TGV: uns jantam e outros emigram
Sócrates anunciou ontem a construção da primeira fase do TGV e disse que este é «justamente o momento» para o projecto passar para o terreno. Como há muito se adivinhava, o troço anunciado – o primeiro a ficar pronto se já ninguém conseguir estancar este desastre económico – é a linha Poceirão-Caia. Ou seja: é o troço que vai permitir a ligação Lisboa-Madrid.

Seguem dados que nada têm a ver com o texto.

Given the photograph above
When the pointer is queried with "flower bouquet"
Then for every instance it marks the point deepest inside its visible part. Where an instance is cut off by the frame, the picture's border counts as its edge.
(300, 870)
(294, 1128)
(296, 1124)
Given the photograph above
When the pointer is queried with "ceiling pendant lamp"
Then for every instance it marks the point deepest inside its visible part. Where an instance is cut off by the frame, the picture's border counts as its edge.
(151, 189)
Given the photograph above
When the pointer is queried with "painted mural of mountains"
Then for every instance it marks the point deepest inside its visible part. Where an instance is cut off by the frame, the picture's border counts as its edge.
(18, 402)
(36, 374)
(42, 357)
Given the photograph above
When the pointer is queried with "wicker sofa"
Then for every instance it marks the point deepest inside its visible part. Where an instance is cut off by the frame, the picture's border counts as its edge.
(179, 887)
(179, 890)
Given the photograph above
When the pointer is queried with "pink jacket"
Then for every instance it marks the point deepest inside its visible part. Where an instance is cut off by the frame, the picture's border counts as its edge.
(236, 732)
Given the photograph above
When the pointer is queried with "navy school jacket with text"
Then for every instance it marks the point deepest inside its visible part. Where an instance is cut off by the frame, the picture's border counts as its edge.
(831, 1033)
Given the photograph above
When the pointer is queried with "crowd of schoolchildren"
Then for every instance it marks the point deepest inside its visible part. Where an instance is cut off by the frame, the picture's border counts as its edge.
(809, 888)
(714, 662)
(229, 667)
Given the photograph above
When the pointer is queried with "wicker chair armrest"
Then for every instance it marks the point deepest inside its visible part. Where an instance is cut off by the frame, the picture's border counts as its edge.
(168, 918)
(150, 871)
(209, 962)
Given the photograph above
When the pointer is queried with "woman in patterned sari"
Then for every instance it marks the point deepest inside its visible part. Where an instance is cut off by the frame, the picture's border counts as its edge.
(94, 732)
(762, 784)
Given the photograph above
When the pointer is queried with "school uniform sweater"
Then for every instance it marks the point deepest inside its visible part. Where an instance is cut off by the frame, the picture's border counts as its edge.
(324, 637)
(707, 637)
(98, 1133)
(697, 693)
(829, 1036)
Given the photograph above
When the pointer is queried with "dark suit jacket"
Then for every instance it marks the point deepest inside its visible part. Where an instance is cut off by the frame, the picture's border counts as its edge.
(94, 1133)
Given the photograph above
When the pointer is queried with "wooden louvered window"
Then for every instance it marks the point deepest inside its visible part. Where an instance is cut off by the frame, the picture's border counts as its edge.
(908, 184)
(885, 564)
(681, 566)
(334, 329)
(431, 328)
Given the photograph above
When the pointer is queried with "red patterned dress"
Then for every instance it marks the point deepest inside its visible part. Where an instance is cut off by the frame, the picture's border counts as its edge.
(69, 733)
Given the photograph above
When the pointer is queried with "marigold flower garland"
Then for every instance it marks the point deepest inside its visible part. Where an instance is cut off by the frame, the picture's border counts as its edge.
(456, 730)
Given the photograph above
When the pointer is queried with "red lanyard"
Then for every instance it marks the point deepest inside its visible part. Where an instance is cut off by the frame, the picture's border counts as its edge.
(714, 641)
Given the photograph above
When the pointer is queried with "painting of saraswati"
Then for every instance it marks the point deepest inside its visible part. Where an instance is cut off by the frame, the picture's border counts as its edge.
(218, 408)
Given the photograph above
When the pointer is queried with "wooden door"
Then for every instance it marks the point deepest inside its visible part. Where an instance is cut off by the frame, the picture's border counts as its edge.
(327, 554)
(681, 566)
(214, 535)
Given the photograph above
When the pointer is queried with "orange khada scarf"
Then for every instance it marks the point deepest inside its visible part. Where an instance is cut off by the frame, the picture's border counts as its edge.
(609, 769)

Já expus todos os inconvenientes do projecto – que outros dissecaram muito melhor do que eu – mas vale a pena reter, em suma, o seguinte:
— o primeiro-ministro usou o termo «justamente» vezes a mais e nenhuma delas foi para sublinhar que esta sua obcessão tem de tudo menos de justa;
— começar pela ligação Lisboa-Madrid é começar por abrir a cova a este país que só não acaba enterrado por não ter onde cair morto;
— os espanhóis estão muito satisfeitos pela aproximação ao porto de Sines e mais ainda porque nós continuamos a ignorar o transporte ferroviário de mercadorias;
— os franceses, italianos e alemães estão muito satisfeitos pela possibilidade de vender equipamento que fabricam e possuem em excesso;
— ouvir uns figurões a falar na rápida e essencial ligação à Europa quando se começa por Madrid é o mesmo que sair do Porto de automóvel e dizer que "o melhor é ir por Castelo Branco para chegar mais depressa a Lisboa";
— ter de ouvir (como ontem) alguns desses figurões explicar (?) que em breve se pode partir de Lisboa para chegar rapida e tranquilamente a Paris, por exemplo, é um disparate, porque o TGV português está projectado para linhas de bitola ibérica e para lá dos Pirinéus a bitola europeia obriga a mudar de comboio (o que a Espanha já percebeu para alterar as suas ligações a França);
— vamos entrar na rede europeia tarde e a más horas com comboios que a Europa está a trocar pela alta velocidade moderada (250km/h, como o nosso Alfa Pendular), por razões de custo, tempo, consumos, travagem e arranque nas ligações, segurança, manutenção, etc., como hoje já se sabe;
— estamos a rejeitar a entrada na rede europeia com a velocidade comum adoptada, para adoptar o equipamento de topo mais dispendioso e super-rápido que, tanto quanto se sabe, só a China projectou, por motivos óbvios;
— continuamos a alargar a já excessiva rede de autoestradas, a manter enormes camiões em circulação, a persistir numa linha férrea de mercadorias que vem do século XIX e a assobiar para o lado sobre os problemas inerentes da economia, poluição, consumo de combustíveis, acidentes de viação, tempo das ligações, manutenção do piso das estradas e custo final dos produtos;
— vamos pagar nos impostos o custo verdadeiro das deslocações em TGV, para o governo impor preços fictícios às viagens e poder fingir que não sai caro;
— vamos também pagar umas belas comezainas em Madrid a uma certa gente que se porta tão bem à mesa como no Parlamento.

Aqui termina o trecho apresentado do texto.